There will be two new notifiable events which must be notified where a ‘decision in principle’ has been made, which is the point at which there is a decision to proceed, but there does not need to be agreed specific terms or a written contract:

  • the sale of a material proportion (in excess of 25%) of the business or its assets; and
  • granting or extending relevant security over more than 25% of consolidated revenue or assets where this results in the secured creditor being ranked above the pension scheme in debt priority.

The existing requirement to notify TPR where a DB sponsor relinquishes control of an employer company will also apply at an earlier stage than currently applies.

Companies contemplating relevant transactions in 2022 should begin getting to grips with the details of these changes, not least because of TPRs extended powers. Trustees should also consider putting in place, or updating, information sharing procedures to ensure a sufficiently early exchange of relevant corporate information. The timing, content and requirement for notification will be key and while additional guidance is expected from TPR, advice is likely to be needed.

Continuing shift towards consolidation of smaller DC schemes

We expect the trend towards consolidation of DC schemes to continue in 2022, accelerated by the new value for members (VFM) assessment requirements which came into force on 1 October 2021 (Occupational Pension Schemes (Administration, Investment, Charges and Governance) (Amendment) Regulations 2021).

Under the new VFM rules, schemes with assets of up to £100 million which have been running for over three years must compare themselves against 3 large schemes on a number of matters including scheme governance and administration, and comparisons of charges and net investment returns.
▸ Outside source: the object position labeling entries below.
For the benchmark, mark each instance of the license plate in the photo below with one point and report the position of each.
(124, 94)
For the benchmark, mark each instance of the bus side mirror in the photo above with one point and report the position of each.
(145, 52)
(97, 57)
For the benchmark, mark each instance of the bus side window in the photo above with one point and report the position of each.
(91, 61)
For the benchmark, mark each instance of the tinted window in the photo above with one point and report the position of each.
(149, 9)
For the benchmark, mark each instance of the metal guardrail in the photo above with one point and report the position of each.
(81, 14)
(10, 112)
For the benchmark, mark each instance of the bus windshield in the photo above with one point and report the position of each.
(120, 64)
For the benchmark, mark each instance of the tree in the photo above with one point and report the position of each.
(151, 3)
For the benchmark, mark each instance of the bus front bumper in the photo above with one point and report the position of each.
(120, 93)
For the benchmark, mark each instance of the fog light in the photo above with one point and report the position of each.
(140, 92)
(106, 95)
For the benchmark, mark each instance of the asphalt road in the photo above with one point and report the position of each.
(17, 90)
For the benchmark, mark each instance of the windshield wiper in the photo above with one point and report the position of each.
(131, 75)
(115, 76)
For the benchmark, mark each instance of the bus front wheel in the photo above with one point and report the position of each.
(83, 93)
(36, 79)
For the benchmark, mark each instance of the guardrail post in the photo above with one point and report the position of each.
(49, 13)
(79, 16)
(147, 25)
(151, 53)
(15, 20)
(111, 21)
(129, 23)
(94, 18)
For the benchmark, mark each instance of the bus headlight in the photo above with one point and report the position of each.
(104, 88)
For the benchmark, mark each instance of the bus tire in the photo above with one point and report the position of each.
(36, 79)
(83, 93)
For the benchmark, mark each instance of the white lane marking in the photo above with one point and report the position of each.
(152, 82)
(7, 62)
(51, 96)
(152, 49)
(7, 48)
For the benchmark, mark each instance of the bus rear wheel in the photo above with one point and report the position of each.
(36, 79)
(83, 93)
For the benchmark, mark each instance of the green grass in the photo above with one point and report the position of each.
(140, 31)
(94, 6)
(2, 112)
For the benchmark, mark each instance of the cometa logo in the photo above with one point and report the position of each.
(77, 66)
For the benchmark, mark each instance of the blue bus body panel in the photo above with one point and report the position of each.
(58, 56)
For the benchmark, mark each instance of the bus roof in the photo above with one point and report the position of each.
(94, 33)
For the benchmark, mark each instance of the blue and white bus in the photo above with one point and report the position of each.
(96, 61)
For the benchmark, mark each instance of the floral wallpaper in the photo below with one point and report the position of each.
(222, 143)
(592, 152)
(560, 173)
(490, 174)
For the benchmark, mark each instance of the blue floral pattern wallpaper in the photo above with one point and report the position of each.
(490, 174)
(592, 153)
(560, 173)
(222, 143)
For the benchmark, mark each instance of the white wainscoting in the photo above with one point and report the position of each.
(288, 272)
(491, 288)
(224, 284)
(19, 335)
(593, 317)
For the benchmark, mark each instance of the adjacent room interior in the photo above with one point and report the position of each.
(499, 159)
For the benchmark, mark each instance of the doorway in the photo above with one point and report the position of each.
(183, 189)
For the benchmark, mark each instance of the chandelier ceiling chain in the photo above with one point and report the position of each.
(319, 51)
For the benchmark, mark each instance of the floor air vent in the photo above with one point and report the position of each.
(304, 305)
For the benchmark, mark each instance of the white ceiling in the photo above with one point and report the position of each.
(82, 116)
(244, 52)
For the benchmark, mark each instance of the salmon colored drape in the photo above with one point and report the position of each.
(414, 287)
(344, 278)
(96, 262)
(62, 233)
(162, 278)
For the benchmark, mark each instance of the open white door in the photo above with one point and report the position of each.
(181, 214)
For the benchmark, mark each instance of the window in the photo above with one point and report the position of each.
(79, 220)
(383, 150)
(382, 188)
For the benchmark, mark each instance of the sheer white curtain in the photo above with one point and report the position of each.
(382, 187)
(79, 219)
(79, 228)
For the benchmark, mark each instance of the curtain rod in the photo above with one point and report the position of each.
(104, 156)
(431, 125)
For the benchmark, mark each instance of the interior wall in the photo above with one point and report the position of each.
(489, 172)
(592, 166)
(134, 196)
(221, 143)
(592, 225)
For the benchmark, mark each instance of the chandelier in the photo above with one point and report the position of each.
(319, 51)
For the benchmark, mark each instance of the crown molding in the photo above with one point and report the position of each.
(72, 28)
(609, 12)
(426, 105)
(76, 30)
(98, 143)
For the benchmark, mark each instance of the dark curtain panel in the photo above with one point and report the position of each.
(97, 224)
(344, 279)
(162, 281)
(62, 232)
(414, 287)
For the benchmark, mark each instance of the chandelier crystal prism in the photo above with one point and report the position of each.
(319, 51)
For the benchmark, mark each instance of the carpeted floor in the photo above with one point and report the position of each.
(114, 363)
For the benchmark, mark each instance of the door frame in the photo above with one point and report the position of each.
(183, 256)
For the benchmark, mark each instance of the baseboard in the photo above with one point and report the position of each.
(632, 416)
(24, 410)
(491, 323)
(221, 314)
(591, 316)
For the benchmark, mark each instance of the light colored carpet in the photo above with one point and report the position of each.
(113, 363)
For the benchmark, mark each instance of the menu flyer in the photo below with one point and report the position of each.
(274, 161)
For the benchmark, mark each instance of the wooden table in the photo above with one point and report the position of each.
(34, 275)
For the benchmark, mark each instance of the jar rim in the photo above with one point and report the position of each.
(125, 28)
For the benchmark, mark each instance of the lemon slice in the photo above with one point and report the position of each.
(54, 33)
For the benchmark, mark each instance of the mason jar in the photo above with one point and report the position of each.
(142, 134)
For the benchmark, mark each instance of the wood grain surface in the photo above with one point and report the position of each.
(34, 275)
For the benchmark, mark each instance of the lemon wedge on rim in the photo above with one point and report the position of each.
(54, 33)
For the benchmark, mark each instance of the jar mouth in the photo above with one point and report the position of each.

If this assessment indicates that a scheme (or DC section) does not provide value for members, trustees must take immediate remedial action, or consider winding up and consolidation into a larger scheme. TPR is clear that it expects trustees to wind up and consolidate DC schemes (or DC sections of schemes) which do not offer good value for members and it can intervene and force a winding-up if it determines that the correct action is not being taken.

During 2022, trustees and employers of DC schemes or sections of schemes will need to complete their first VFM assessment and may find the costs of that relatively high, even for schemes with small memberships and assets. If the scheme is considering consolidation in any event, trustees should start the process as soon as possible if they want to avoid those extra costs. We have a wealth of experience advising on trustee duties and the mechanics of consolidation.

Superfunds: moving towards consolidation of DB schemes

Following TPR’s announcement on 30 November 2021 that it has completed the assessment and approval process for the first DB superfund, Clara-Pensions, we are likely to see more trustees and sponsors having the confidence to move forward with DB consolidation during 2022.

Superfunds are single employer schemes, with an external capital buffer, which take on the assets and liabilities of DB schemes by means of a bulk transfer. The transfer severs any further link to the transferring scheme or its sponsoring employer.

Superfunds may offer a DB de-risking option for schemes: that cannot afford to buy out liabilities with an insurance company now; have no realistic prospect of buy-out in the foreseeable future given potential employer cash contributions and the insolvency risk of the employer; and in respect of which a transfer to the chosen Superfund will improve the likelihood of members receiving full benefits.

Consolidating through a superfund is likely to involve lots of preparation and due diligence (with the attendant costs), not least because clearance must be obtained from TPR, which has indicated that its own clearance process will take at least three months.

Trustees and employers who are planning to de-risk and close their DB schemes will want to keep a close eye on developments as we anticipate a number of schemes taking this step this year.